Promoting artifacts between repositories is a poor man’s metadata
Note: this antipattern used to be known as Mutable Binary Location
A Continuous Delivery pipeline is an automated representation of the value stream of an organisation, and rules are often codified in a pipeline to reflect the real-world journey of a product increment. This means artifact status as well as artifact content must be tracked as an artifact progresses towards production.
One way of implementing this requirement is to establish multiple artifact repositories, and promote artifacts through those repositories as they successfully pass different pipeline stages. As an artifact enters a new repository it becomes accessible to later stages of the pipeline and inaccessible to earlier stages.
For example, consider an organisation with a single QA environment and multiple repositories used to house in-progress artifacts. When an artifact is committed and undergoes automated testing it resides within the development repository.

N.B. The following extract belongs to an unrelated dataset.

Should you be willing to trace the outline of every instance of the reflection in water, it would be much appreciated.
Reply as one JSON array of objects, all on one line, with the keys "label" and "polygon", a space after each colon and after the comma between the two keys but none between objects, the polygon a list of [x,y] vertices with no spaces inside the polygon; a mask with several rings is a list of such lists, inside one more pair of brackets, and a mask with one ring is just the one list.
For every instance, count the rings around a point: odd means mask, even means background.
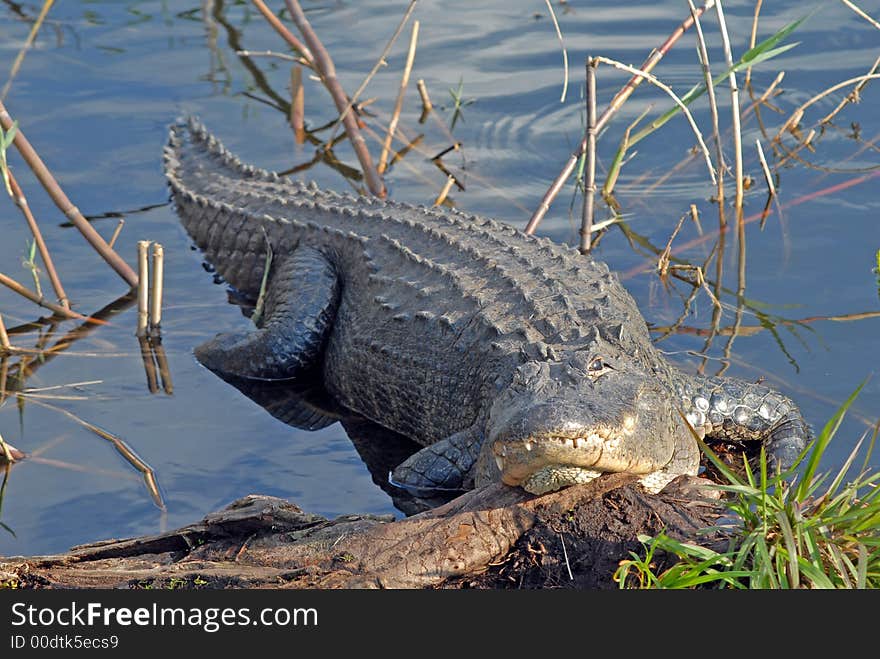
[{"label": "reflection in water", "polygon": [[389,482],[391,471],[422,448],[411,439],[384,428],[339,403],[324,389],[320,373],[296,380],[251,380],[223,378],[269,414],[300,430],[320,430],[340,423],[373,482],[391,497],[394,506],[407,515],[438,506],[453,498],[416,497]]}]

When that artifact passes automated testing it is signed off for QA, which will trigger a move of that artifact from the development repository to the QA repository. It now becomes available for release into the QA environment.
When that artifact is pulled into the QA environment and successfully passes exploratory testing it is signed off for production by a tester. The artifact will be moved from the QA repository to the production repository, enabling a production release at a later date.
A variant of this strategy is for multiple artifact repositories to be managed by a single repository manager, such as Artifactory or Nexus.
This strategy fulfils the basic need of restricting which artifacts can be pulled into pre-production and production environments, but its reliance upon repository tooling to represent artifact status introduces a number of problems:
- Reduced feedback – an unknown artifact can only be reported as not found, yet it could be an invalid version, an artifact in an earlier stage, or a failed artifact
- Orchestrator complexity – the pipeline runner has to manage multiple repositories, knowing which repository to use for which environment
- Inflexible architecture – if an environment is added to or removed from the value stream the toolchain will have to change
- Lack of metrics – pipeline activity data is limited to vendor-specific repository data, making it difficult to track wait times and cycle times
A more flexible approach better aligned with Continuous Delivery is to establish artifact status as a first-class concept in the pipeline and introduce per-binary metadata support.
When a single repository is used, all artifacts reside in the same location alongside their versioned metadata, which provides a definitive record of artifact activity throughout the pipeline. This means unknown artifacts can easily be identified, the complexity of the pipeline orchestrator can be reduced, and any value stream design can be supported over time with no changes to the repository itself.
Furthermore, as the collection of artifact metadata stored in the repository indicates which artifact passed/failed which environment at any given point in time, it becomes trivial to pipeline dashboards that can display pending releases, application cycle times, and where delays are occurring in the value stream. This is a crucial enabler of organisational change for Continuous Delivery, as it indicates where bottlenecks are occurring in the value stream – likely between people working in separate teams in separate silos.